Back at the hotel everyone is buzzing about the night, and so thrilled that it was all captured for a DVD. This will be something very special. Alex grabs Rod and both tour managers for further interviews and then we sit with various band members to have a few drinks. It’s 2am when I take my leave, mindful of an early start to get back to the UK tomorrow, but Alex has a fantastic bottle of Pisco shaped like an Easter Island statue sat in front of him – a gift from the backstage staff at the venue – and decides that he’ll need to take the bottle in hand luggage to keep it safe as a souvenir.

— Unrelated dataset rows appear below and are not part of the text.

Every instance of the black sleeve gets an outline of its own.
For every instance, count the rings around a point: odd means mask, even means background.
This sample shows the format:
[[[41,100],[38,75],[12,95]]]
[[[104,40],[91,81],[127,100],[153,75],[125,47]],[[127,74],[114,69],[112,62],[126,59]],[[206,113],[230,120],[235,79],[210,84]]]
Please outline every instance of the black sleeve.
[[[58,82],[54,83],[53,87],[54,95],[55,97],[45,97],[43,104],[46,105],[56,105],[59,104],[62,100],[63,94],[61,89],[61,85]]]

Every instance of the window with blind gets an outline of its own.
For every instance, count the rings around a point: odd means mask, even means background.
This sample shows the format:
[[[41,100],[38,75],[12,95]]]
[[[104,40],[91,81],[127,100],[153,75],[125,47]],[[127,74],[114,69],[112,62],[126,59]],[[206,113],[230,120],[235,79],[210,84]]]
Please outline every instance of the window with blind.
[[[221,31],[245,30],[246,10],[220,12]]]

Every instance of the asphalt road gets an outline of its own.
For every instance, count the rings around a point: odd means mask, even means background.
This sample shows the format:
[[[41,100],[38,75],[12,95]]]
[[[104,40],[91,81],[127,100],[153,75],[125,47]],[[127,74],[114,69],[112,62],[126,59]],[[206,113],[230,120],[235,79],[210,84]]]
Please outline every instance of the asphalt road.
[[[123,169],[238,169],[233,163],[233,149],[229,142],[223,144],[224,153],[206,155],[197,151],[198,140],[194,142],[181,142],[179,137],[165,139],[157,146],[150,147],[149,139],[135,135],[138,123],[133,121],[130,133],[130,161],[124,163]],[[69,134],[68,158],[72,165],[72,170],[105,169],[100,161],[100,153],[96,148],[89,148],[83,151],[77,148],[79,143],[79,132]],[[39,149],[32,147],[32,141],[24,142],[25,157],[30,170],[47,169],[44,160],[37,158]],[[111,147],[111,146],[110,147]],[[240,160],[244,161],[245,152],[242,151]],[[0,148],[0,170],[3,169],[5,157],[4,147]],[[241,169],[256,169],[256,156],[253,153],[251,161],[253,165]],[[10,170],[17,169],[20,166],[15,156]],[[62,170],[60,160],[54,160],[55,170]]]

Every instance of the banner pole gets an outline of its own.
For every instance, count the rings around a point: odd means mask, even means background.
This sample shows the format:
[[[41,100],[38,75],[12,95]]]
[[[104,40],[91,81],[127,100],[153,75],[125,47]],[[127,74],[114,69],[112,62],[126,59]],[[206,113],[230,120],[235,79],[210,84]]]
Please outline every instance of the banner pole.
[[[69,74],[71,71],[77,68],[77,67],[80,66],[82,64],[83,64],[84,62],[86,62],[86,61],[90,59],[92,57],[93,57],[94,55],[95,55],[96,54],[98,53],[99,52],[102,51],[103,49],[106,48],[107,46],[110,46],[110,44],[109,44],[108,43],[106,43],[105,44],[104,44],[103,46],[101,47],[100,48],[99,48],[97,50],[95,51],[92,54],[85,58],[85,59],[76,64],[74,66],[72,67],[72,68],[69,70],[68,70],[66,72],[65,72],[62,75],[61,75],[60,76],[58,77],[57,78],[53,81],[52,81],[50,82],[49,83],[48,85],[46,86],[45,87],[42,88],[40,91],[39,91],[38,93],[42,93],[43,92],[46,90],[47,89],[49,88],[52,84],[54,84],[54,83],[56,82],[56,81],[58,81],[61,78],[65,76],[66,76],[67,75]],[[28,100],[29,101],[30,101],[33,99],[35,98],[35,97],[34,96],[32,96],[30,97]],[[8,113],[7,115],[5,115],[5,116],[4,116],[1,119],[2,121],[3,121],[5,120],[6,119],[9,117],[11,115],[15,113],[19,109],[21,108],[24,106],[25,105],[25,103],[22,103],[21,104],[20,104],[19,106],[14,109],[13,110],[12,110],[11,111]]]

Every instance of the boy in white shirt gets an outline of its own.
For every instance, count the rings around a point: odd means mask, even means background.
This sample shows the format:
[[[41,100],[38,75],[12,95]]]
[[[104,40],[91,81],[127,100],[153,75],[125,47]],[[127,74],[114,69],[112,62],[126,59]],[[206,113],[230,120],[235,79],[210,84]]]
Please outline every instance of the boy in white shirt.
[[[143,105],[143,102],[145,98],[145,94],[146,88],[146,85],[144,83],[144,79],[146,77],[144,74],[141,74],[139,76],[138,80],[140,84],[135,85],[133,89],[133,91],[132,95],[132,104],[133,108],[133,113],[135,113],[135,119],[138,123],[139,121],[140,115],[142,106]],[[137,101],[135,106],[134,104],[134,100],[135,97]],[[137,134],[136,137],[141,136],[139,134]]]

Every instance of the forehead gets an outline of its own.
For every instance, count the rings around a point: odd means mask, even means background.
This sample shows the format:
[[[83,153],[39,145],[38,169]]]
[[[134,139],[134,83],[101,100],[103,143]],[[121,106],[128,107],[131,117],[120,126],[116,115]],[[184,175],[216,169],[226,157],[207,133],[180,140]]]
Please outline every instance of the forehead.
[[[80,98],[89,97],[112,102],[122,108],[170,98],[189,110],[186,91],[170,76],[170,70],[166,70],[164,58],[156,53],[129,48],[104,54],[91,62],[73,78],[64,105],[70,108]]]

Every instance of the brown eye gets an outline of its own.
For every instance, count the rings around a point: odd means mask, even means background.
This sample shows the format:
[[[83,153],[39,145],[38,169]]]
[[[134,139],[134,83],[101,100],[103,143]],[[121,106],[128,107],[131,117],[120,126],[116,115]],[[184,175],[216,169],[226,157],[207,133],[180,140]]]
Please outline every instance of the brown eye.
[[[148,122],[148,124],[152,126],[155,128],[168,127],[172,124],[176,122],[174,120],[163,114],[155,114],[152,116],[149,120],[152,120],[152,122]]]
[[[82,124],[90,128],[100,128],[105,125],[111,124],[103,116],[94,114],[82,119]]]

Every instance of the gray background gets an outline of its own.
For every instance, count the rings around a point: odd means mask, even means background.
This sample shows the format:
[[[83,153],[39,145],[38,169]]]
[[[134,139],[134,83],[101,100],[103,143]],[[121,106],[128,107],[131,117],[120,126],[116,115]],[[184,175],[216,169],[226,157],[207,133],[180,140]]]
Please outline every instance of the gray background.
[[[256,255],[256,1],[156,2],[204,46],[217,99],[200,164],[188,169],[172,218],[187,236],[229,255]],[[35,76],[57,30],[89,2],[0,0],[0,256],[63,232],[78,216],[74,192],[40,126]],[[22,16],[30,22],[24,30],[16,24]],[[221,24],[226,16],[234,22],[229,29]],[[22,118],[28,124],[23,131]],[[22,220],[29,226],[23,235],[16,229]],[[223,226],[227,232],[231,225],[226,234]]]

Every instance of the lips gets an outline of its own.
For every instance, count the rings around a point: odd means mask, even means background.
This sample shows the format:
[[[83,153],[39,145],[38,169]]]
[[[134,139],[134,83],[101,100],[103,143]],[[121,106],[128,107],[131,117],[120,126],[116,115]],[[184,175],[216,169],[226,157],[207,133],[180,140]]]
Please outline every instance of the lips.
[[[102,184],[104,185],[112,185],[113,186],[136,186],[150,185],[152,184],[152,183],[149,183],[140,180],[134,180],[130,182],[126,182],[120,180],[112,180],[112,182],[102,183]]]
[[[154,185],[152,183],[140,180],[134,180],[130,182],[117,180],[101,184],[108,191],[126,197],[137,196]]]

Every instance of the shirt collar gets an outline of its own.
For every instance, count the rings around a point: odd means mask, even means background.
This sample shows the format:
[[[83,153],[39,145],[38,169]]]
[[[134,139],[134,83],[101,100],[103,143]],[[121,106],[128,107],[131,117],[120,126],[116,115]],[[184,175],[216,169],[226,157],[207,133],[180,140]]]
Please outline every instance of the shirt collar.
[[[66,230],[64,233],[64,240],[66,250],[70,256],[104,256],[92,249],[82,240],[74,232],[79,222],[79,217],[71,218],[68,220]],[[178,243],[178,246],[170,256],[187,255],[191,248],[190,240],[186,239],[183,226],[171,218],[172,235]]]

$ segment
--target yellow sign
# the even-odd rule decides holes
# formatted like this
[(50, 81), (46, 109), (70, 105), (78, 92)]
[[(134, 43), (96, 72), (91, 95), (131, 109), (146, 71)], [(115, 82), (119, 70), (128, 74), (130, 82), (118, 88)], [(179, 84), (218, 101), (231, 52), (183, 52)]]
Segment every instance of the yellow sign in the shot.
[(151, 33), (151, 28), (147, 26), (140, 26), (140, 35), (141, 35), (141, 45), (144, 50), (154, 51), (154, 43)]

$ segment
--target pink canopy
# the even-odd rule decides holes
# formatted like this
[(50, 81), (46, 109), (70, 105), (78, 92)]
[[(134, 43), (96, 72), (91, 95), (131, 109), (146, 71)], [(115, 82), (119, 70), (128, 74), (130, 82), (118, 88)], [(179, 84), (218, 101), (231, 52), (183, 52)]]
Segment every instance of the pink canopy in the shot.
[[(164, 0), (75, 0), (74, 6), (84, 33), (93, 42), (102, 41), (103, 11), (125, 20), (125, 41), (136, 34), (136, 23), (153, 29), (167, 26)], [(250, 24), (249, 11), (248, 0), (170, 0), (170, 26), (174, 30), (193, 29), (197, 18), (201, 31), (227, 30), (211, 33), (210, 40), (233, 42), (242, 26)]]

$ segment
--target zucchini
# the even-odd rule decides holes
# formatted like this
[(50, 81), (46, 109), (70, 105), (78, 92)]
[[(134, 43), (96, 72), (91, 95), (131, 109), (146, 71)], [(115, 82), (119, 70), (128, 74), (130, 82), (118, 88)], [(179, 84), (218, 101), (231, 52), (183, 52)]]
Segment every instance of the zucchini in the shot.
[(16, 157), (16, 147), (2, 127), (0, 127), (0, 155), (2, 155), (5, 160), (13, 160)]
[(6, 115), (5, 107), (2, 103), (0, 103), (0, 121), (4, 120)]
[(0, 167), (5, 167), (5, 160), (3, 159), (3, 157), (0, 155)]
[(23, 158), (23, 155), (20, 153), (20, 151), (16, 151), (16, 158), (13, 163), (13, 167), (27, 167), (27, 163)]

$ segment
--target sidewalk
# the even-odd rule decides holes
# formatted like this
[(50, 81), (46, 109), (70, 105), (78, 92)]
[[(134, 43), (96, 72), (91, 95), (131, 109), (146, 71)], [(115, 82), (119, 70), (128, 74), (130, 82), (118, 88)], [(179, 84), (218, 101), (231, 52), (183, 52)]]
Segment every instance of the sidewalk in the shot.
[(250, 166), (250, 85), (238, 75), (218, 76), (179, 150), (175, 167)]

Of course, with the liquid restrictions at the airport this means it’ll have to be empty so the shot glasses are being lined up and the night ahead looks long. I say my goodbyes to everyone, thanking them all for such a great trip and remind Alex we’re meeting downstairs in the lobby in a few hours time for a marathon 26-hour journey back to the UK. He just grins and tells me he'll see me later. It’ll be dark glasses all the way I fear!